Automatic annotation of incomplete and scattered bibliographical references in Digital Humanities papers

The reviewed article presents the project BILBO and illustrates the application of several appropriate machine-learning techniques to the constitution of proper reference corpora and the construction of efficient annotation models. In this way, solutions are proposed for the problem of extracting and processing useful information from bibliographic references in digital documentation whatever their bibliographic styles are. The mentioned project is supported by a Google Grant for Digital Humanities (2011).

This project is part of the research on bibliographic reference, which focuses on providing automatic links between related references in citations of academic articles, i.e. cross-links. Among the different existing approaches and methods, Conditional Random Fields (henceforth CFRs) are employed here for labelling and extracting fields from research papers, as previous studies have shown this method to offer a better performance and actually most of publicly accessible on-line services are based on this technique. The present project defines effective labels and features for CRF learning in order to obtain a discriminative probabilistic model able to automatically label the reference fields of the 38 sample articles selected from Revues.org (part of the OpenEdition on-line platform), the oldest French online academic platform, offering more than 300 journals in the humanities and social sciences of electronic resources in the humanities and social science.

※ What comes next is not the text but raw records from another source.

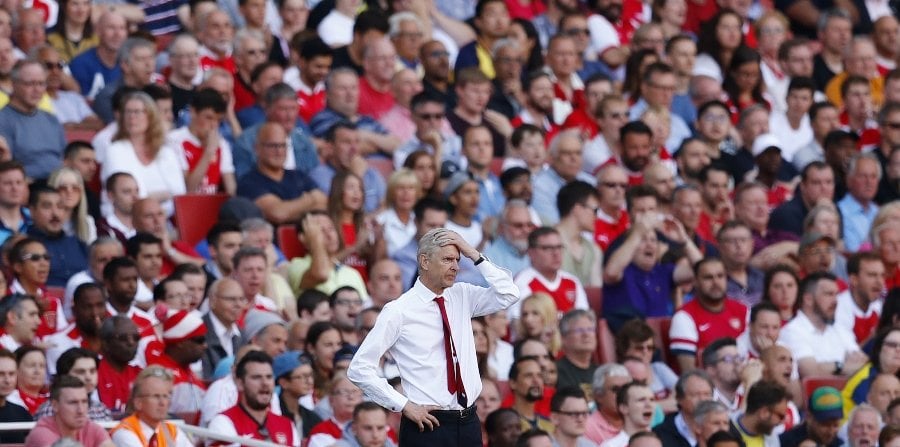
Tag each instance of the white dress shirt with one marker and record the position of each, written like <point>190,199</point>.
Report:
<point>410,328</point>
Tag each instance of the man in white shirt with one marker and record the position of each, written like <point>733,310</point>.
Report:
<point>635,403</point>
<point>418,331</point>
<point>818,345</point>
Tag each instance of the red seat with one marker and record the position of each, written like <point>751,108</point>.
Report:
<point>810,384</point>
<point>606,343</point>
<point>384,166</point>
<point>661,327</point>
<point>595,299</point>
<point>195,214</point>
<point>289,243</point>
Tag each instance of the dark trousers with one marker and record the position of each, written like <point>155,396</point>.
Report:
<point>454,431</point>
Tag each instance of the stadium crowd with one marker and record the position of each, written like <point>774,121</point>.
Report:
<point>699,203</point>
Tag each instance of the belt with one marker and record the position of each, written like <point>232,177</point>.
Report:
<point>460,414</point>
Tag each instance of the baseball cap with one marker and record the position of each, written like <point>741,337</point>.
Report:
<point>825,404</point>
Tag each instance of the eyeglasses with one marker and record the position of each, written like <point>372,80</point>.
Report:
<point>574,414</point>
<point>35,257</point>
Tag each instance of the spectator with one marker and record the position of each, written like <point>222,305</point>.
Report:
<point>545,254</point>
<point>256,385</point>
<point>95,68</point>
<point>836,352</point>
<point>606,422</point>
<point>89,310</point>
<point>69,398</point>
<point>823,422</point>
<point>711,309</point>
<point>766,409</point>
<point>35,138</point>
<point>857,207</point>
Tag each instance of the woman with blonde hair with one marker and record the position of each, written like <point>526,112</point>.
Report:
<point>139,149</point>
<point>397,219</point>
<point>540,320</point>
<point>70,185</point>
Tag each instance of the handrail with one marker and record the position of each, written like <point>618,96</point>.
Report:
<point>193,430</point>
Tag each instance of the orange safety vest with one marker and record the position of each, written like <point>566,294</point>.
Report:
<point>164,438</point>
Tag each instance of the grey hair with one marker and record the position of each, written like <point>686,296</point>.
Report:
<point>503,43</point>
<point>337,72</point>
<point>131,44</point>
<point>706,408</point>
<point>557,140</point>
<point>243,34</point>
<point>405,16</point>
<point>833,13</point>
<point>255,224</point>
<point>855,159</point>
<point>598,383</point>
<point>861,408</point>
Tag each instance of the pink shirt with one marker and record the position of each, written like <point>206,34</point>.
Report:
<point>46,432</point>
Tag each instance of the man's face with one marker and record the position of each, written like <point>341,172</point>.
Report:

One crucial aspect of this approach is that, unlike previous applications of such a technique, it aims at employing CFRs to Digital Humanities bibliographic data, which are not restricted to well-structured data with simple format such as a bibliography at the end of scientific articles, but rather consist of much less structured bibliographical parts and various different formats, including implicit references integrated in the body of text as well as less-formulaic references contained in footnotes –actually, another machine learning technique, Support Vector Machine (henceforth SVM), is used to select those footnotes containing relevant bibliographical information.

In short, this project, whose progress is illustrated by means of a series of experiments, proves the usefulness and high degree of accuracy of CRF techniques, which involve finding the most effective set of features (including three types of features: input, local and global features) of a given corpus of well-structured bibliographical data (with labels such as surname, forename or title). Moreover, the present project does not only prove efficient when applied to such traditional, well-structured bibliographical data sets, but it also originally contributes to the processing of more complicated, less-structured references such as the ones contained in footnotes by applying SVM with new features for sequence classification.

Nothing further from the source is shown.